Bastien a évoqué le Digital Services Act et le Digital Markets Act, des règlements européens qui visent à réguler les services numériques et les marchés numériques, je résume très simplement. Ce sont des règlements d'application directe, il n’y a pas besoin de lois de transposition. Finalement, la France a cherché à prendre les devants là où il n'y avait pas forcément lieu de le faire. Sur certaines dispositions on peut se poser la question. Tu as parlé de la loi Avia qui avait des problèmes de constitutionnalité, ici on se retrouve peut-être avec des questions de conventionnalité, il y a peut-être des dispositions du texte qui ne sont pas conformes au droit européen. On a l'impression, malheureusement, que la France est plutôt régulièrement abonnée à ça et aime bien s'imaginer un petit peu locomotive de toute la législation européenne et puis il y a des enjeux politiques, qui va un peu poser les bases de comment on va réguler Internet. Par une lettre apparemment assez enflammée, la Commission européenne a laissé entendre son mécontentement au gouvernement français. Comment recevez-vous ça, comment interprétez-vous ça ? Qu’en faites-vous ?

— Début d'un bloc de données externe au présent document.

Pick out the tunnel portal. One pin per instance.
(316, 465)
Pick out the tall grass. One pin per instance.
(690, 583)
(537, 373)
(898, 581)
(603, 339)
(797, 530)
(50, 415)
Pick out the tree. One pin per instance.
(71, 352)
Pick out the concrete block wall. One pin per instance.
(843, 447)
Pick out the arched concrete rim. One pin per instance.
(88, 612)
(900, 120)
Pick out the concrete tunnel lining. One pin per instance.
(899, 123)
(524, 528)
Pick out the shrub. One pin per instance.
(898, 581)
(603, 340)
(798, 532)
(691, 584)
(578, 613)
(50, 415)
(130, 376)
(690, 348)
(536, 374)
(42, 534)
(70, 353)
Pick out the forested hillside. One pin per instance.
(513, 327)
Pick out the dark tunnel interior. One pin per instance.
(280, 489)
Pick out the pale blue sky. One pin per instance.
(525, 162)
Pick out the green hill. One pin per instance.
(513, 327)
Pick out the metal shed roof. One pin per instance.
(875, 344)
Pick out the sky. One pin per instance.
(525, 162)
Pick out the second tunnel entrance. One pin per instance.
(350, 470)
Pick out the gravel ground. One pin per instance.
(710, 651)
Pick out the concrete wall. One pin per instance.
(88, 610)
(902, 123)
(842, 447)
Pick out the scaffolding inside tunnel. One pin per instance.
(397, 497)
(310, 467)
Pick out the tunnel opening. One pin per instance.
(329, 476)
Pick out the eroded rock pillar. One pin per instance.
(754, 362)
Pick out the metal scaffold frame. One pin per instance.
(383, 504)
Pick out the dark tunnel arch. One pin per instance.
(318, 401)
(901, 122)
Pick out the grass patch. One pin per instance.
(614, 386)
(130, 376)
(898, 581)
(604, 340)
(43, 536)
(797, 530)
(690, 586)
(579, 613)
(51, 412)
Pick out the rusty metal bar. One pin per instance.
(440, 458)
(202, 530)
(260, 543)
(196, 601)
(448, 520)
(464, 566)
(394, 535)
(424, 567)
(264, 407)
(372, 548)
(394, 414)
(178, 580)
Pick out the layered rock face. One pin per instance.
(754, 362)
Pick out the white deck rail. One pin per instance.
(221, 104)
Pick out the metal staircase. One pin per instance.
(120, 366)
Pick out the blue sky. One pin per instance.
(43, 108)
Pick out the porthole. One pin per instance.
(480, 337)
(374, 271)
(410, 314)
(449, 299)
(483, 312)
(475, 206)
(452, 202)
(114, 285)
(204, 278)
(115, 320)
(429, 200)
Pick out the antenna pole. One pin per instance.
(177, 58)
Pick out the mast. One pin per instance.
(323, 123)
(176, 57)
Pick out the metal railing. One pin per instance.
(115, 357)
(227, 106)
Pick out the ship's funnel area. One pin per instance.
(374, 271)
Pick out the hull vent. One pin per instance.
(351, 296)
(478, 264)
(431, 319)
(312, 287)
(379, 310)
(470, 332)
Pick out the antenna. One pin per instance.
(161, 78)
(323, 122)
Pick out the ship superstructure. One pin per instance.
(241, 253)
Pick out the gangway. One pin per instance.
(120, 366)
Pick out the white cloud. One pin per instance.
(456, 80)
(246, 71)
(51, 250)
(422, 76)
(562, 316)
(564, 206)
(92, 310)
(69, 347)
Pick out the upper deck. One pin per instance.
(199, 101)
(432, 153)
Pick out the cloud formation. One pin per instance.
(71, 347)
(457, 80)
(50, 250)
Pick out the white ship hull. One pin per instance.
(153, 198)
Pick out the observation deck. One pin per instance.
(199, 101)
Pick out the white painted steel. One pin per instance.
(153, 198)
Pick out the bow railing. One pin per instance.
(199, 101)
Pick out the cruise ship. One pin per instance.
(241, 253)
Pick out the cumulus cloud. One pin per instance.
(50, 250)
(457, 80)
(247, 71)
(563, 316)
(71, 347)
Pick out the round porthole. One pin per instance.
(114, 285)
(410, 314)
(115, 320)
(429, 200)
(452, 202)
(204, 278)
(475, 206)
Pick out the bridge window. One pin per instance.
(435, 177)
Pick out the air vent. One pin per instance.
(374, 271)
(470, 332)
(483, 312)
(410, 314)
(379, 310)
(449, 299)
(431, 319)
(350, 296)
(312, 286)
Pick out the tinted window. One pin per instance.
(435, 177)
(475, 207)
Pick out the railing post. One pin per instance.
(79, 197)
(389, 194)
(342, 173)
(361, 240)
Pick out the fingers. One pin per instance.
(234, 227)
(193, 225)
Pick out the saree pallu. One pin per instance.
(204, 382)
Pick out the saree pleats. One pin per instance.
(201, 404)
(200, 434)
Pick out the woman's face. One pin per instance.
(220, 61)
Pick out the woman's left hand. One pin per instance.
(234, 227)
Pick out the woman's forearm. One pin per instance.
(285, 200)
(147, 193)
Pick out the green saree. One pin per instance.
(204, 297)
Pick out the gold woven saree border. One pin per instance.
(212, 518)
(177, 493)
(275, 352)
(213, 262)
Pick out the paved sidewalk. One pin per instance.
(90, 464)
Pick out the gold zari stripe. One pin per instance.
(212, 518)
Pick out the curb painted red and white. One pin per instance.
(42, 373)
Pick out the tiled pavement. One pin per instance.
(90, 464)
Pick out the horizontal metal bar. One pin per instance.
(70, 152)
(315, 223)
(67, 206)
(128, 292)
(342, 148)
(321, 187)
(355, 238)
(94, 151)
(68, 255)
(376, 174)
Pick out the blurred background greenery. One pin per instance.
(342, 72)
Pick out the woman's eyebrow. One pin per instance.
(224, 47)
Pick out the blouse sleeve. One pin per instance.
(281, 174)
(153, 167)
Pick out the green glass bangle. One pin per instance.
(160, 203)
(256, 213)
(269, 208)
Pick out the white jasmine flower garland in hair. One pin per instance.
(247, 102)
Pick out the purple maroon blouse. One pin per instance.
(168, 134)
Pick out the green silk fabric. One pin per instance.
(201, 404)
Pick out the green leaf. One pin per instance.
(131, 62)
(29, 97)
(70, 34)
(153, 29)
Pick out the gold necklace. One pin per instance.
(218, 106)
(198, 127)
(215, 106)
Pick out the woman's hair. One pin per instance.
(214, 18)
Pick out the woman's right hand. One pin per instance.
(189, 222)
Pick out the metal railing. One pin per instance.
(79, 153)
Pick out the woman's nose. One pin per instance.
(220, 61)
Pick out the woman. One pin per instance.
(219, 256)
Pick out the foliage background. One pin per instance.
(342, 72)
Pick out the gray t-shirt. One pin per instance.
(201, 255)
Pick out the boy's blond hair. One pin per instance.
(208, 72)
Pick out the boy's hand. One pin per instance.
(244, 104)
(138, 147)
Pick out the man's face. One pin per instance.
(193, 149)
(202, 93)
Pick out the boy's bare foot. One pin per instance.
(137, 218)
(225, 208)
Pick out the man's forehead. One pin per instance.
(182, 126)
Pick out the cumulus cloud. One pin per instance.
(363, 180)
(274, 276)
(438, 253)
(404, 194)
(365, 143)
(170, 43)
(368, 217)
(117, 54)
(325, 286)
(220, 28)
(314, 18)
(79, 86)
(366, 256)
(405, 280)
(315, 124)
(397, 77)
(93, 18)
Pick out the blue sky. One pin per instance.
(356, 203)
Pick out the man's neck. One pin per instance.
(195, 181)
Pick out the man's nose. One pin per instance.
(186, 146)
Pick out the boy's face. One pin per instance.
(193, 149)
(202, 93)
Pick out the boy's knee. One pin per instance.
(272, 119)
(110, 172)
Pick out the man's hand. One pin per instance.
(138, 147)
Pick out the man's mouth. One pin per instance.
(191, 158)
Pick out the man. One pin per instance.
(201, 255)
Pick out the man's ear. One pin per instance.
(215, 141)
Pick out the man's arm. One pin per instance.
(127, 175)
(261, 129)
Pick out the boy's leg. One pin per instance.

Bastien Le Querrec : Ce qui est ce qui est assez amusant c'est que nous, à la Quadrature, depuis juillet où nous avons commencé à être actifs sur ce dossier-là, on n'a pas arrêté de dire que cette vérification de l'âge pour les sites à caractère pornographique est contraire au droit européen, elle pose des problèmes en termes de libertés fondamentales, mais elle est également contraire aux règles sur l'intégration européenne. On n'arrête pas de dire que ça va impliquer une surveillance généralisée des contenus. Comment fait-on, sur un réseau social, pour discriminer les contenus pornographiques ou faux du reste ? On n'a pas besoin de faire cette vérification d’âge, c’est tout simplement en analysant tous les contenus automatiquement parce que, humainement, c'est impossible. On a été pris un peu comme des rigolos qui ne savent pas ce qu’ils disent, qui ne maîtrisent pas leur sujet, et finalement la Commission européenne, ces derniers mois, est venue dire exactement la même chose.
Pour l'instant, la position de la Commission européenne est relativement décevante parce qu'elle ne s'intéresse pas aux questions de libertés fondamentales, la Commission européenne n'a pas dit à la France « c'est contraire au droit à la vie privée, c'est contraire à la liberté d'expression ». En revanche, l'avis circonstancié qui est technique, dans ce document qui a été envoyé formellement à la France, cet avis circonstancié dit que cette régulation des plateformes va créer un îlot en France où on aura des obligations supplémentaires qui n'existent pas dans le reste de l'Union européenne alors que ce n'est pas justifié et ça va morceler le marché européen autour des plateformes, une vision très économique. C'est pour cela que nous sommes un peu déçus parce qu’on parle d'économie, de libre marché et pas de libertés fondamentales. Mais, au moins sur ça, la Commission partage cet avis. Ce qui nous intéresse surtout c’est que la Commission est du même avis que nous : techniquement, effectivement, ça va créer une obligation de surveillance des contenus qui est très problématique parce que là, pour le coup, indirectement dans un deuxième temps, ça va avoir des conséquences sur la liberté d'expression, sur la protection des données personnelles, parce que, quand on se sait surveillé, on modifie ses comportements, c'est quelque chose de naturel. C'est pour cela que la Commission, pour l'instant, a mis le holà en menaçant la France si elle persiste dans sa position d'aller plus loin dans les sanctions européennes possible. On voit donc qu'il y a un début de mobilisation de la part de la Commission. Jusqu'où ça ira ? On ne sait pas encore. Il y a plein d'actions possibles de la part de la Commission européenne, à voir lesquelles elle prendra, mais c'est relativement nouveau. Il y a quand même peu de textes pour lesquels la Commission dit aussi frontalement à un État membre, et à la France en particulier, « ce que vous êtes en train de faire c'est à mettre à la poubelle », parce que, globalement, elle ne laisse pas de porte de sortie, à part, « votre vérification de l'âge vous la mettez à la poubelle parce que c'est contraire au droit de l'Union. »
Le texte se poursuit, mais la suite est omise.